Wir leben in einer Welt der Fake News
Dazu gehören Geschichten, in denen Hillary Clinton mit Kinderhandel in Verbindung gebracht wird, die während des US-Präsidentschaftswahlkampfs 2016 kursierten, ebenso wie Werbeanzeigen, die dazu verleiten, in das „Geschäft des Lebens“ zu investieren, oder „wissenschaftliche Berichte“ über die Schädlichkeit von Impfstoffen gegen das Coronavirus. Was haben all diese Behauptungen gemeinsam? Sie sind unwahr und beruhen auf Fake News.
Von Piotr Henzler
Die oben genannten Beispiele sind nur die Spitze des Eisbergs. Es wäre unmöglich, eine vollständige Liste solcher Falschmeldungen zu erstellen, da ständig neue Geschichten in großer Zahl auftauchen, die mehr oder weniger frei erfunden sind. Dass der erste Verweis auf die US-Wahlkampagne von vor neun Jahren fällt, ist kein Zufall: Damals wurde der Begriff „Fake News” erstmals breitenwirksam in den öffentlichen Diskurs eingeführt.

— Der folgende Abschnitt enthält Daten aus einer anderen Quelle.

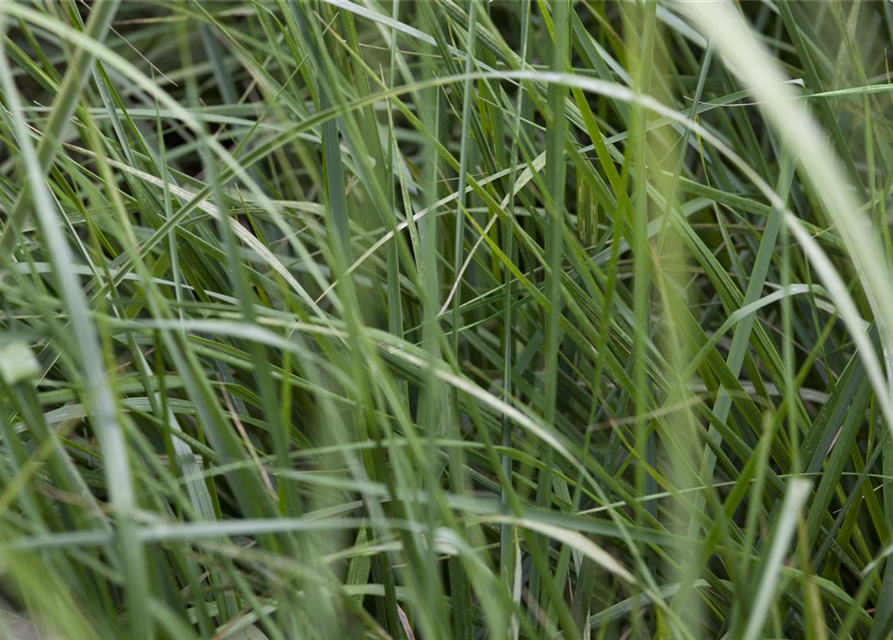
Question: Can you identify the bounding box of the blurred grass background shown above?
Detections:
[0,0,893,640]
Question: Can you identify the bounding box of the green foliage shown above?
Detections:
[0,0,893,640]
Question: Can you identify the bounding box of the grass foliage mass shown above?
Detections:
[0,0,893,640]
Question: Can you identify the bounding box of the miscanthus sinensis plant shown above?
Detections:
[0,0,893,640]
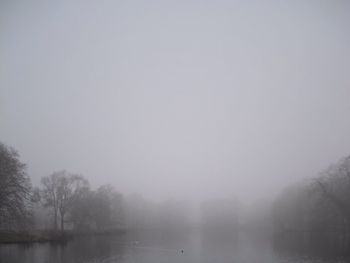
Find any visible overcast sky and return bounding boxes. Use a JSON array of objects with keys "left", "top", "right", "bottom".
[{"left": 0, "top": 0, "right": 350, "bottom": 203}]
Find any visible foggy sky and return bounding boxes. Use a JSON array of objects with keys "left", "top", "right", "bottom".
[{"left": 0, "top": 0, "right": 350, "bottom": 203}]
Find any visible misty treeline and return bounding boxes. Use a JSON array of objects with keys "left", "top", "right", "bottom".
[
  {"left": 272, "top": 156, "right": 350, "bottom": 255},
  {"left": 0, "top": 140, "right": 350, "bottom": 254},
  {"left": 0, "top": 143, "right": 189, "bottom": 238}
]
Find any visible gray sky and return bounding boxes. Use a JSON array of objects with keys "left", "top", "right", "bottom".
[{"left": 0, "top": 0, "right": 350, "bottom": 203}]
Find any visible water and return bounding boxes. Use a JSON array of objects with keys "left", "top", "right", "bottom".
[{"left": 0, "top": 231, "right": 345, "bottom": 263}]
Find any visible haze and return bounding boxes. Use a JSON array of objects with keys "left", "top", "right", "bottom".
[{"left": 0, "top": 0, "right": 350, "bottom": 202}]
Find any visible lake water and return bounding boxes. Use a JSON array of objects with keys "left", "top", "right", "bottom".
[{"left": 0, "top": 231, "right": 345, "bottom": 263}]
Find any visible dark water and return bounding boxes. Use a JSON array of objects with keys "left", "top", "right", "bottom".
[{"left": 0, "top": 231, "right": 346, "bottom": 263}]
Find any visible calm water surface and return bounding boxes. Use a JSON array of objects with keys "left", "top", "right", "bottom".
[{"left": 0, "top": 232, "right": 345, "bottom": 263}]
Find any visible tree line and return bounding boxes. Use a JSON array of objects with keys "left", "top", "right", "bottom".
[
  {"left": 0, "top": 143, "right": 189, "bottom": 239},
  {"left": 272, "top": 156, "right": 350, "bottom": 255}
]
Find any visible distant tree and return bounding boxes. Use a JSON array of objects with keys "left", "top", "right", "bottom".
[
  {"left": 0, "top": 143, "right": 31, "bottom": 231},
  {"left": 90, "top": 185, "right": 122, "bottom": 230},
  {"left": 41, "top": 171, "right": 89, "bottom": 233}
]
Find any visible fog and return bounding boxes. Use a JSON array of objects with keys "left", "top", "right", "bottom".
[{"left": 0, "top": 0, "right": 350, "bottom": 203}]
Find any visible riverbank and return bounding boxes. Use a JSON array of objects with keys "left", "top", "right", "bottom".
[
  {"left": 0, "top": 232, "right": 72, "bottom": 244},
  {"left": 0, "top": 229, "right": 125, "bottom": 244}
]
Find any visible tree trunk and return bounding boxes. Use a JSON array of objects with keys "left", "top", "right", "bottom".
[
  {"left": 54, "top": 208, "right": 58, "bottom": 231},
  {"left": 61, "top": 214, "right": 64, "bottom": 234}
]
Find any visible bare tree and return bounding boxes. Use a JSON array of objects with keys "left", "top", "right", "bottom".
[
  {"left": 41, "top": 171, "right": 89, "bottom": 233},
  {"left": 0, "top": 143, "right": 30, "bottom": 231}
]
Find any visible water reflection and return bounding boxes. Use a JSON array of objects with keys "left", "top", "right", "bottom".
[{"left": 0, "top": 233, "right": 345, "bottom": 263}]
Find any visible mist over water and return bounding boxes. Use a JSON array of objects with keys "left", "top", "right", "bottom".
[{"left": 0, "top": 0, "right": 350, "bottom": 263}]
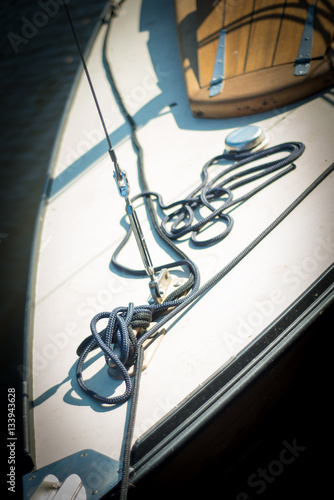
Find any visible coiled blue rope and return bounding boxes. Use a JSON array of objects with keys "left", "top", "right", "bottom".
[{"left": 76, "top": 260, "right": 200, "bottom": 405}]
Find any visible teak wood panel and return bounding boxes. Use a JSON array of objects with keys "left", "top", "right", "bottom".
[{"left": 175, "top": 0, "right": 334, "bottom": 118}]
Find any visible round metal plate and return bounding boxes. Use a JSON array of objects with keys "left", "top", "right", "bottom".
[{"left": 225, "top": 125, "right": 267, "bottom": 151}]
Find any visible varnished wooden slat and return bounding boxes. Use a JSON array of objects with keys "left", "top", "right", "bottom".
[
  {"left": 312, "top": 0, "right": 334, "bottom": 58},
  {"left": 175, "top": 0, "right": 334, "bottom": 118},
  {"left": 274, "top": 0, "right": 328, "bottom": 65},
  {"left": 245, "top": 0, "right": 284, "bottom": 73},
  {"left": 225, "top": 0, "right": 253, "bottom": 78},
  {"left": 197, "top": 0, "right": 224, "bottom": 87}
]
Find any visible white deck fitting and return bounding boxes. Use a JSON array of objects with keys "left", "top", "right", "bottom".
[{"left": 32, "top": 0, "right": 334, "bottom": 467}]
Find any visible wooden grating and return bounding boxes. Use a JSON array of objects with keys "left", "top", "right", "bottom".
[{"left": 175, "top": 0, "right": 334, "bottom": 118}]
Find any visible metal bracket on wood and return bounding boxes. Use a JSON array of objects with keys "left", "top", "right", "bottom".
[
  {"left": 295, "top": 5, "right": 315, "bottom": 76},
  {"left": 209, "top": 29, "right": 226, "bottom": 97}
]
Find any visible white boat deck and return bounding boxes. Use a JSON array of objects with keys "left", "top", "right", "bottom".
[{"left": 26, "top": 0, "right": 334, "bottom": 476}]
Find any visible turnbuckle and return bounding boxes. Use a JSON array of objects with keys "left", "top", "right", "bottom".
[{"left": 109, "top": 149, "right": 161, "bottom": 304}]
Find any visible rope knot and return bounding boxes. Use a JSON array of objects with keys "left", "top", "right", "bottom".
[{"left": 76, "top": 302, "right": 153, "bottom": 404}]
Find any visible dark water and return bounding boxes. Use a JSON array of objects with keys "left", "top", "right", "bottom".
[
  {"left": 0, "top": 0, "right": 106, "bottom": 380},
  {"left": 0, "top": 0, "right": 106, "bottom": 490},
  {"left": 0, "top": 0, "right": 331, "bottom": 500}
]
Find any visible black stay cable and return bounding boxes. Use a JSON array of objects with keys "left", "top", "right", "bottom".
[{"left": 66, "top": 1, "right": 334, "bottom": 500}]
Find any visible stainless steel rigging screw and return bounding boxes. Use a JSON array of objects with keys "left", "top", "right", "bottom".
[{"left": 108, "top": 148, "right": 161, "bottom": 303}]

Obwohl Fake News so alt sind wie die Menschheit selbst, erleben sie in den letzten Jahren eine Art „goldenes Zeitalter“. Was entdecken wir bei der Betrachtung ihrer Geschichte? Beginnen wir mit der vielleicht gefährlichsten Form von Falschinformationen: dem sogenannten „Deep Fake“. Dabei handelt es sich um Videomaterial (manchmal auch Grafiken und Fotos), das mithilfe von künstlicher Intelligenz (KI) erstellt oder – was möglicherweise noch schlimmer ist – manipuliert wurde. Das Ergebnis? Wir können echtes Filmmaterial mit unserem Lieblingsschauspieler so verändern, dass er einer uns nahestehenden Person Glückwünsche übermittelt. Oder wir setzen unser eigenes Gesicht auf den Körper eines Stuntmans, der von einem galoppierenden Pferd springt, und prahlen anschließend mit unserer vermeintlichen Beweglichkeit und unserem Mut.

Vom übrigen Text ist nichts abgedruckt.